The irruption of digital natives is one of the many factors that have been eroding the media sector in recent years. Journalist Bieito Rubido can attest to this after a decade at the helm of ABC and fifteen months after the re-founding of the digital medium El Debate, which has reached 9 million readers, adding 600,000 new ones every month. “The audience – Rubido pointed out yesterday at the Foro de la Nueva Comunicación – is the best thing we have at El Debate, our greatest asset”.
In this first balance sheet of results, he admits that “being a historic optimist, I thought we were going to earn more (laughs)” and “we are not meeting our advertising turnover”. However, he points out that 2023 “is already off to a much better start than 2022”.
His confidence in the future of media with digital DNA, such as El Debate, remains firm. In his opinion, traditional and native digital media “are going to be playing in the same league in four or five years” despite, he says, the consolidated brand value of traditional titles.
He explains that one of the missions he had as director of ABC was to undertake a digital transformation. “We did it with greater or lesser successes, but what was not transformed was the management area, which is still in the analogue world, with many people, costly and which makes the business model questionable,” he says.
Traditional and digital native media “are going to be playing in the same league in four or five years”
He argues that digital natives “have been born with a much lighter model and, in a few years’ time, digital natives will be practically on the same level as the traditional media”.
Rubido recalls that today Madrid’s kiosks sell 120,000 newspapers on paper, while “the income of those who have put up the paywall is sometimes 25 cents a month.
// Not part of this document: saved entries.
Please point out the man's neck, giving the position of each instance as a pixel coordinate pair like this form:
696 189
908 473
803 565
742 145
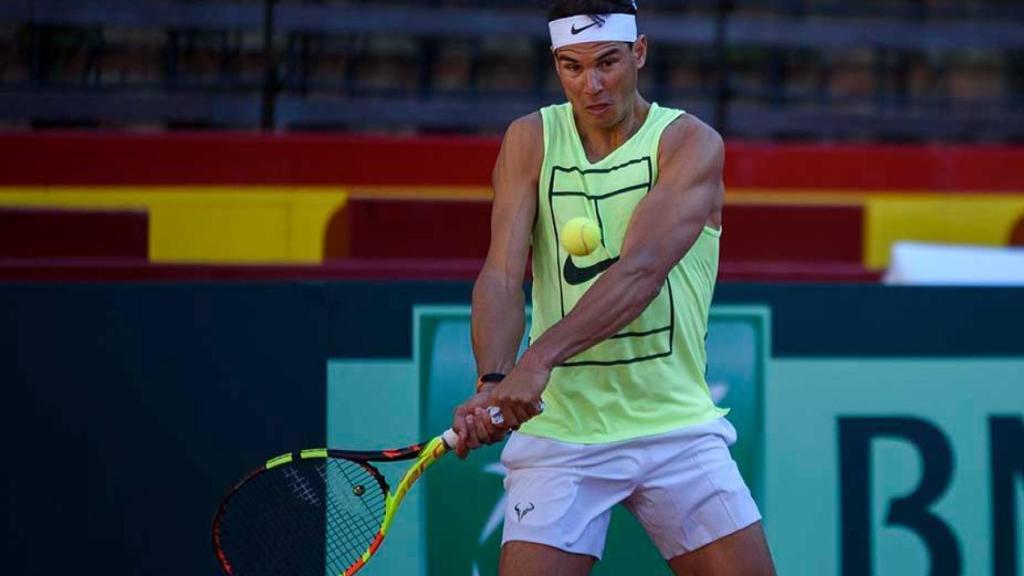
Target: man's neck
599 142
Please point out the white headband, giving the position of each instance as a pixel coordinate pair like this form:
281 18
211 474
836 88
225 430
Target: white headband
605 28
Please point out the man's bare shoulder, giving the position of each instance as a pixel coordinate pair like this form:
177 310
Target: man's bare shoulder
522 148
691 140
525 129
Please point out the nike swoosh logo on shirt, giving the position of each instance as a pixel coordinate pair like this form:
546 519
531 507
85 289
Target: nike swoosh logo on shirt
577 276
576 30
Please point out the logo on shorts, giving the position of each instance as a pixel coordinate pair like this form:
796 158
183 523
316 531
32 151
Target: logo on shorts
521 512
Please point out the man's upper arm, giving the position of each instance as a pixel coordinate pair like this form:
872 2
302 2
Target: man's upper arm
514 208
689 188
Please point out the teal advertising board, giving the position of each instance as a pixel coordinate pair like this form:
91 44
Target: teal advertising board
461 504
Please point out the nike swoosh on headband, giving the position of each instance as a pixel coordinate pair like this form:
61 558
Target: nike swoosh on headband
577 276
576 30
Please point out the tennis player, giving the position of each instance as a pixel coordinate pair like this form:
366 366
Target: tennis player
617 336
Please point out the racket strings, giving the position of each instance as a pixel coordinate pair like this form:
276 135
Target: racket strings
349 534
303 518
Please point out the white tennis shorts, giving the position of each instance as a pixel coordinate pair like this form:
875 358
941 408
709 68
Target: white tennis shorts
683 487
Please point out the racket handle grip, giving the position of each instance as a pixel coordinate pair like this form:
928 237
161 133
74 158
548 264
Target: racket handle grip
496 418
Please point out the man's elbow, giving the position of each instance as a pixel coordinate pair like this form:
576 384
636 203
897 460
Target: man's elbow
645 279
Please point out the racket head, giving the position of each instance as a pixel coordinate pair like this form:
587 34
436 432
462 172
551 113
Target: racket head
309 512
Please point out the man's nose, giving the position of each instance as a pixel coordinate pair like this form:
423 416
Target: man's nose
593 82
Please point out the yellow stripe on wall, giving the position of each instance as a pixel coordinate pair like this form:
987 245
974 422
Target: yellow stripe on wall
211 223
949 218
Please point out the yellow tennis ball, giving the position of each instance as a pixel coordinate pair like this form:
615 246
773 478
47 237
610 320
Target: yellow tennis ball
581 236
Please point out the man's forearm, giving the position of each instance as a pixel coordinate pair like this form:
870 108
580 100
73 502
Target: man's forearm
617 297
498 324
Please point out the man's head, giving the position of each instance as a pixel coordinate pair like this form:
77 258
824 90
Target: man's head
597 54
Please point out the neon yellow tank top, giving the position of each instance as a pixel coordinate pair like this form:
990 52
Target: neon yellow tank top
649 377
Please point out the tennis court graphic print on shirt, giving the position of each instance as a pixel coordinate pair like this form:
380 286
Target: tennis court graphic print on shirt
577 192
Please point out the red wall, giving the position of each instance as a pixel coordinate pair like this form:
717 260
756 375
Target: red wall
90 158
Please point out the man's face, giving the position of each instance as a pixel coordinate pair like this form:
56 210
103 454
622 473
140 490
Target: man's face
600 78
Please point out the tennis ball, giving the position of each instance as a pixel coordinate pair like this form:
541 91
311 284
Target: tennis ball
581 236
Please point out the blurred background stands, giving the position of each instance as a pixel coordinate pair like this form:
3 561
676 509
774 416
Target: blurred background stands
895 71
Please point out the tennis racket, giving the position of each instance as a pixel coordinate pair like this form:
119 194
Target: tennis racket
316 511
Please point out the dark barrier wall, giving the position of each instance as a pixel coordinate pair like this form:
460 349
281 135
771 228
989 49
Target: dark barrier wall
130 408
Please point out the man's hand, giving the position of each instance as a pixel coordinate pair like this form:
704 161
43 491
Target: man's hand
472 423
518 396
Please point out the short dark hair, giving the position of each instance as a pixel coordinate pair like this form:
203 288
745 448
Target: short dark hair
565 8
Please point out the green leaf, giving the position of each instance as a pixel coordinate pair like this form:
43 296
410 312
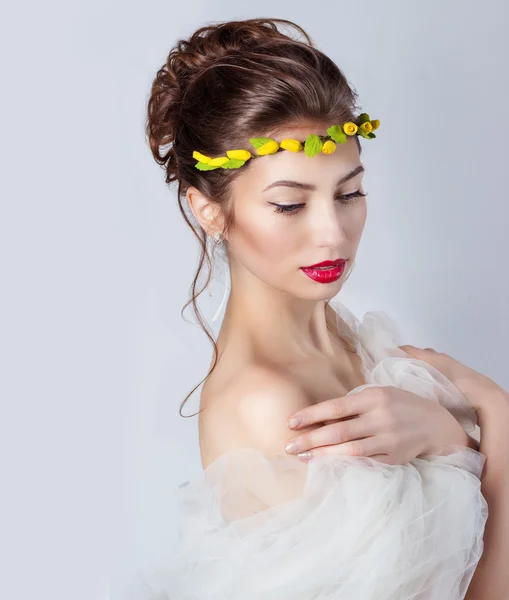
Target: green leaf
313 144
259 142
233 163
337 134
205 166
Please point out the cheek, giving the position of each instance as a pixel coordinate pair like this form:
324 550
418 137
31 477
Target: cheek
263 244
355 219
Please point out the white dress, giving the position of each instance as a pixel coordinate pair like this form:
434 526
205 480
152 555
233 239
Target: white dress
254 527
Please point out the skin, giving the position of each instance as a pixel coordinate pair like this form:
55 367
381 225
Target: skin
276 353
With that income, you can’t maintain an organisation of 200 editors, 25 managers or the classic bonuses. We have to start thinking about a big change.
Rubido considers that a prosperous business formula would be “to concentrate television, radio and press under the same heading”. He predicts that “whoever dares to develop this model will have a great future”.
“There is an overvaluation of young audiences”
One of the purposes of El Debate is to influence society, the main reason why they justify their rejection of incorporating paywalls, a means of income that they consider “a mistake”. It also believes that freedom of expression “is seriously endangered” and that the media should preserve transparency and explain who is behind them.
Rubido placed the emphasis on young people. He believes that “there is an overvaluation of young audiences” and argues that, years ago, ABC – with him at the helm – and El País were committed to youth sections that “we had to withdraw”.
On the subject of young journalists, he criticised the fact that “Spain is the country with the highest number of faculties in Europe, with 5,000 journalists leaving each year”. A result which, in his opinion, also has an impact in terms of salaries. “Many of them earn 600 euros and we cannot achieve a high quality of journalism in this way. In terms of salary, we are like waiters, although they have the advantage of being able to receive tips. We need to do a lot of thinking,” he says. In this sense, he proposes having fewer but better paid journalists.
The former editor of the newspaper founded by Torcuato Luca de Tena stresses that El Debate “is not just another digital newspaper, the result of an angry editor who left a great newspaper” and admits that “I left ABC delighted, I did not leave in disgust, there was no resentment or bitterness”.